The Nuremberg Trials began. (1945) An international military tribunal, the first of its kind, consisting of members from France, the US, Great Britain and the Soviet Union began the trials of 24 leaders of the German Nazi party. They were tried for war crimes, crimes against humanity and crimes against peace. The trial took nearly a year; sentencing resulted in three acquittals, 12 death sentences and nine prison sentences of varying periods.

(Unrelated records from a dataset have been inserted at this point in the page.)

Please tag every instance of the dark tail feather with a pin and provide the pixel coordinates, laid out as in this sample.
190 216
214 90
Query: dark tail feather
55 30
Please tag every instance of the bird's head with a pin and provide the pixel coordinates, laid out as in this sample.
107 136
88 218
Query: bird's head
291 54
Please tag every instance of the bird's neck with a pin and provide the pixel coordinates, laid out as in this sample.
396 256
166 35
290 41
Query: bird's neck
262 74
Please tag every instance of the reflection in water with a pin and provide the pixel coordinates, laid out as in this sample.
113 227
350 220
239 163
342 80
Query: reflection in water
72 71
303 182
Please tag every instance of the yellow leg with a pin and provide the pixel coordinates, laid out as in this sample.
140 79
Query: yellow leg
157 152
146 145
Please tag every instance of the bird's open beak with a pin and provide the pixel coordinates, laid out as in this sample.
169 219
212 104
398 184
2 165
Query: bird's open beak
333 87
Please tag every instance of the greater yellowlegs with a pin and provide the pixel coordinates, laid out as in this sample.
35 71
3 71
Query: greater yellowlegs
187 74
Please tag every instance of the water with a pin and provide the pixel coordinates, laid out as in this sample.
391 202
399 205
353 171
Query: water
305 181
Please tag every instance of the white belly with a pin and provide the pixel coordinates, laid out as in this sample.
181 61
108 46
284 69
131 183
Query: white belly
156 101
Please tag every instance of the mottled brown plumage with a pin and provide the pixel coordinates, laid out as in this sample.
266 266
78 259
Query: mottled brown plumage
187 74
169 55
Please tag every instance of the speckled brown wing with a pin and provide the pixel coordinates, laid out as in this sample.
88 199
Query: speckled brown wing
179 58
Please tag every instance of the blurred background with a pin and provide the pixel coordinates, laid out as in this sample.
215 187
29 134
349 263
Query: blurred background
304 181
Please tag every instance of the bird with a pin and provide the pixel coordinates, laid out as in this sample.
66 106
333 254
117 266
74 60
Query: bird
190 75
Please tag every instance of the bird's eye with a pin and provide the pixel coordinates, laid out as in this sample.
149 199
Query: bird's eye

Graphic photos of the Vietnam War "My Lai Massacre" were published in the Cleveland Plain Dealer newspaper. (1969) The massacre, which took place on March 16, 1968, was committed by the US Army against as many as 500 Vietnamese civilians of all ages and genders. The photos stunned the American public and exposed brutal atrocities that the US military initially tried to cover up. As many as 30 soldiers were involved in some fashion; 14 were charged and one, Officer William Calley, was convicted. Calley was sentenced to life in prison, but his sentence was later reduced, and he was paroled in November 1974 after spending three years under house arrest.
Microsoft Windows® 1.0 was released. (1985) The first edition used 16-bit graphics and offered a graphical user interface (GUI) with multi-tasking capabilities. The operating system was sold on floppy disks.
New Jersey ratified the Bill of Rights, becoming the first US state to do so. (1789) The Bill of Rights, which outlines the initial 10 US Constitution amendments, wouldn't be completely ratified until December 15, 1791.
The US and Russia launched Zarya, the first piece of the International Space Station. (1998) This module was funded by NASA and built in Moscow at the Khrunichev State Research and Production Space Center. The construction of the International Space Station continued for more than 10 years.
A court in Afghanistan cleared Osama bin Laden of charges related to the bombings of the US embassies in Tanzania and Kenya. (1998) The court ruled he was "a man without sin." Three years later, bin Laden would be responsible for the September 11 attacks on the US.
The Mexican Revolution began. (1910) The Plan de San Luis Potosi was issued by revolutionary Francisco I. Madero, who would later become the president of Mexico from 1911 to 1913. The plan called for the overthrow of the Mexican government and denounced sitting President Porfirio Diaz. The revolution, which later turned into more of a civil war, would last about 10 years.
The three-position traffic signal was patented. (1923) American inventor Garrett Morgan was awarded the patent for the stoplight that included a third option in addition to "stop" and "go." His invention was a major step forward in traffic safety.
The ship sinking that inspired Moby Dick took place. (1820) The Essex whaling ship had left Massachusetts on an expedition to hunt sperm whales to collect bone and oil, precious commodities at that time. One angry sperm whale attacked and sank the 238-ton (about 216,000-kg) ship. All the crew members escaped the attack, but after an 83-day voyage in lifeboats, only five survived.
The first birth-control patch in the world was approved by the US Food and Drug Administration. (2001) It was the first form of hormonal contraception that could be administered through the skin. The first patch was produced by Ortho-Evra.